Bu karalamayı toplu iğne ile küçük bir not kağıdına iliştirdim. Üzerine “ekonomik indirgemeci bir anlayış” yazdım. “çelişki sadece üreten ve ürünün paylaşımı değil, yöneten ve yönetilen çelişkisidir de,” dedim. “İktidarın elde edilmesi sadece ekonomik güçle olmuyor,” diye ekledim.
Bir gün sonra bu yazdıklarımı gidip Erdal Hoca’ya okuttum. “Bu açıdan dönüşüm sürecini anlamak için çok disiplinli çalışmalardan feyz almak gerekmektedir. Felsefe, tarih, uluslararası ilişkiler, psikoloji, iktisat, siyaset bilimi, vs. bilgilerine ihtiyaç duymaktayız. Bunların hepsini sosyoloji potasında eritmek mümkündür. Ancak unutma, bilgi zaman ve mekandan münezzeh olmadığı için ‘bütün genellemeler yanlıştır’” dedi. “Aslında,” dedim; “bahsettiğiniz bilimsel bilginin elde edilme süreci içindeki taşlar. Popüler kültür günlük gazetelerde işlenen konularla anlaşılabilir. Popüler kültürü bilimsel bilgi ile bezememiz mümkün mü?” diye sordum. “Neden gerekli olsun ki?” dedi. “Daha sağlıklı ve düzgün bir toplum kurmak için,” dedim. Şöyle cevap verdi: “Su çatlağını bulur!..”
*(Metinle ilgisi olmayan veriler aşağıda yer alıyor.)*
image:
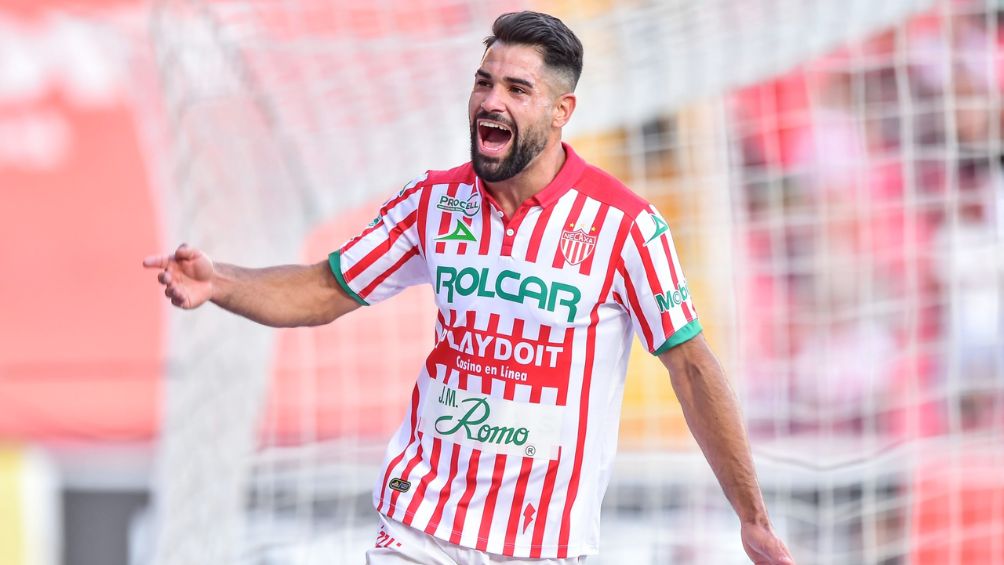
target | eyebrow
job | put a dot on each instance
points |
(485, 74)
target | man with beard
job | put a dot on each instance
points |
(542, 266)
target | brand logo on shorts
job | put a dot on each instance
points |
(399, 485)
(469, 207)
(577, 246)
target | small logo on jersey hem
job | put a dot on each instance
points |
(577, 246)
(661, 228)
(460, 233)
(399, 485)
(470, 207)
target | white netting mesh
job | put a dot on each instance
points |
(831, 171)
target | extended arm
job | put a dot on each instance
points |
(713, 415)
(284, 296)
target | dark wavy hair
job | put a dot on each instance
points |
(562, 51)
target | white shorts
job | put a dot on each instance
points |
(398, 544)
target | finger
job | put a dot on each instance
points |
(157, 261)
(185, 252)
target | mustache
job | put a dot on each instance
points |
(495, 117)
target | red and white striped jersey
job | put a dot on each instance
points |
(509, 439)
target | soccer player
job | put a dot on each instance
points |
(542, 266)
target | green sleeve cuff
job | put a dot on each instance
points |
(683, 334)
(334, 261)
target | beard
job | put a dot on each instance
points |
(523, 151)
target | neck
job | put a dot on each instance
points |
(511, 193)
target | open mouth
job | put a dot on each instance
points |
(493, 136)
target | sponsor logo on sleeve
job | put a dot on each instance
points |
(672, 298)
(661, 228)
(469, 207)
(460, 233)
(399, 485)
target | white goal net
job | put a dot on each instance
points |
(831, 171)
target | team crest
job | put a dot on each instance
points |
(577, 246)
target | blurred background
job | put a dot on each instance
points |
(831, 172)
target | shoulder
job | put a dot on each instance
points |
(603, 187)
(420, 188)
(463, 174)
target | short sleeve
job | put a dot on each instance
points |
(386, 257)
(651, 285)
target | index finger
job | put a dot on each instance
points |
(158, 261)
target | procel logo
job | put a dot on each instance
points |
(470, 207)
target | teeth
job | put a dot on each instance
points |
(495, 125)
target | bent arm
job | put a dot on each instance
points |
(283, 296)
(713, 415)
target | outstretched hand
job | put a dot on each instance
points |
(187, 276)
(763, 547)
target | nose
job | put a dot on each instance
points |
(492, 102)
Sosyal Bilimleri Yeniden Düşünme’liydik. Piyasada bunca bireysel gelişim kitapları varken bu elzemdi. 1990’lı yıllarda böyle bir tartışma yapılmıştı. Ama sonuçsuz kalmıştı. Kendi düşünceme göre sosyal bilimleri açacak olan pratikti.
Erdal Hoca: “Slovaj Zizek ünlü bir sosyolog olarak sosyal bilimleri açmaya çalışıyor. “In Defense of Lost Causes” taslağını gördüm Ljbuljana’da. Son otuz yıla damgasını vuran parçalı ve mikro çalışmaların, eskinin büyük kuramlarının kazandırdığı olumlu tarafların göz ardı edilmesini eleştiriyor. Bir muhalif olarak nasıl tavır alınması gerektiğini ortaya koyuyor (Verso, 2008). Aslında ‘manifesto’yu yeniden yazmak gerekli.”
Erdal Hoca ile görüştükten bir gün sonra Mehmet Bey’le telefonda konuşuyordum. Elimde kağıt-kalem de vardı. Mehmet Bey: “Düşünsel olan çok daha karmaşık süreçlerle üretilir. Mesela bir merkez-çevre bağlantısı ile ilişkisi söz konusudur. Düşünce üretilen merkezlerde bulunmak, düşünsel kaynaklara sahip olmaya yakın olmak hangi sınıftan geldiğinizden daha önemlidir. Bilgi çağında bu sizin statünüzü de belirler. Statünüz ise, ne söylediğinizden çok kimin tarafından söylendiği ile ilgilidir. Bir profesörün söylediği ile inşaat işçisinin söylediği arasında fark vardır.”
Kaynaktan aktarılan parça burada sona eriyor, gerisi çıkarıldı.